Having studied behaviors, expectations and trends among younger generations (Gen Xers and Millennials in particular) for some time, I know that unless the casino games (particularly slots) change our industry is in for a rude awakening in the form of sudden and tremendous gaming revenue drops. The result in Tribal Country will be catastrophic.
Some time ago, I remember hearing a fictionalized story about three young Chinook boys who excitedly climbed a great mountain on a spiritual quest, in search of a dream that would forecast their futures. As they slept at the top of the mountain, the first boy dreamed of a black bear. The second boy dreamed of an eagle. The third boy, to his dismay, dreamed of a tiny acorn. The meaning of the dreams of the first two boys became realized as one grew up to be a skilled hunter, the other an accomplished fisherman. The third boy struggled to understand the meaning of his dream and sought council from a wise elder, who told him that his dream was in fact the most significant. The wise elder gave the boy an acorn to plant and care for. Over time, the boy learned the significance of his dream as he saw the acorn sprout and become a mighty oak that provided food, comfort and shelter – the essentials of our existence – to all who come its way.

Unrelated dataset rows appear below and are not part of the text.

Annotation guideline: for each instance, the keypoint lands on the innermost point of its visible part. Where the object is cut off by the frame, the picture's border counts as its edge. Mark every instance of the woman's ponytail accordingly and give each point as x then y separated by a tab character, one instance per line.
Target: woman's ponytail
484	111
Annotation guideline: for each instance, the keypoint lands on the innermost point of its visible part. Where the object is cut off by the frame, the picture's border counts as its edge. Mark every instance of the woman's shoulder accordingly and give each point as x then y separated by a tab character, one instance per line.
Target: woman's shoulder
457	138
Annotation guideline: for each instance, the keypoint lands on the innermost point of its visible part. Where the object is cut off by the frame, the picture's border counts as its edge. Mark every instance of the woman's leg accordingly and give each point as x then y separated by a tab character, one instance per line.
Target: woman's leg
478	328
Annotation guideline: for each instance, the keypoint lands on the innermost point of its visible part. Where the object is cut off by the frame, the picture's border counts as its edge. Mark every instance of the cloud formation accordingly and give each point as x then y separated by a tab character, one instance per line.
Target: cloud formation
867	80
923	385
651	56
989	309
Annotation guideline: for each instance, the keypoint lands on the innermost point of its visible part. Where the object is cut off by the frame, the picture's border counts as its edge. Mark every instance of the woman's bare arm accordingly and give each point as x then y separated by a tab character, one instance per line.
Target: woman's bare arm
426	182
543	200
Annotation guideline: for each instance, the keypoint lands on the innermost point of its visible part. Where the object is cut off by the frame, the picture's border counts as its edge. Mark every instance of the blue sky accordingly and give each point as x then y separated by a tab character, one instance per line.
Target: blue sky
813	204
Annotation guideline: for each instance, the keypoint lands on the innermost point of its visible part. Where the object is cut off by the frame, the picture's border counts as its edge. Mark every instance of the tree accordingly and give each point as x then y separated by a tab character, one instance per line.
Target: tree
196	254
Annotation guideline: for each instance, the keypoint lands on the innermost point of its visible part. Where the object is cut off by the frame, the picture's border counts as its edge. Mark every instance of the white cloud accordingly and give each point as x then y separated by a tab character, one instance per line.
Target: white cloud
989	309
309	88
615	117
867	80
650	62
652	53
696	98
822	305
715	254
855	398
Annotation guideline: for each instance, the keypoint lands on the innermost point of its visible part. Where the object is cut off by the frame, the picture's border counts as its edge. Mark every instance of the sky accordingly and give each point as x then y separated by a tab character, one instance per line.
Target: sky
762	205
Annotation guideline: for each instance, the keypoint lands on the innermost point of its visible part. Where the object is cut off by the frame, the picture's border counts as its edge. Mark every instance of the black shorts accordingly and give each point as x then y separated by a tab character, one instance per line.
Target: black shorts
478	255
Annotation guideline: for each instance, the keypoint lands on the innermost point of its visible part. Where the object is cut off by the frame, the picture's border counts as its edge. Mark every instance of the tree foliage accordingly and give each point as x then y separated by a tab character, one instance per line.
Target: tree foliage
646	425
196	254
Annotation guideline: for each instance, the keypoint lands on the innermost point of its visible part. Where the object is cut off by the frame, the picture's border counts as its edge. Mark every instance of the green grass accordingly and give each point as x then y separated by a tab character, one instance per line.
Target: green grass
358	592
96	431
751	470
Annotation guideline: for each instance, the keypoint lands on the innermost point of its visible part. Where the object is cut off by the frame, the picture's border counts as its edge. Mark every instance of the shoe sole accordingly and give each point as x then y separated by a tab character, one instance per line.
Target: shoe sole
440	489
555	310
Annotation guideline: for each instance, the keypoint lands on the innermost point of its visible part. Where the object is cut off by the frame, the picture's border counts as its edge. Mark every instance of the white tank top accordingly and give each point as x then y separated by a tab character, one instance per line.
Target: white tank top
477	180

When I approached the Great Oak at Pechanga, it was with the type of awe reserved for moments when one is actually conscious of pending enlightenment. Though it looks like a small forest from afar, it is in fact one incredible tree. To be in the presence of something 1,500 years old is amazing enough, but to also experience it from the perspective of its historical and cultural significance to the Pechanga tribe left me speechless. So too was my reaction as I reflected upon old photographs at Pechanga’s cultural center that documented the simultaneousness of a raw, graceful beauty juxtaposed with palpable, wrenching poverty. I quietly air-traced a few Luiseño words etched in stone with my finger, as a lone crow cawed from above. Spiritually, I was somewhere else and the proximity of clamoring slot machines a few hundred yards away seemed incomprehensible.
And in that moment, I began to understand Chairman Stevens’ words to me a month prior. I keyed in on the words, “business model” .. “the sustainability of our business models” .. Failing to recognize the deep layers beneath that statement. As you know, it is about way more than business in Tribal Country. It is about dignity, it is about self-reliance and – at its core – it is about the very existence, the sustainability of the tribes themselves. The casinos are simply means to that end, or at least have been to date. I left the Great Oak that day awakened by its silence.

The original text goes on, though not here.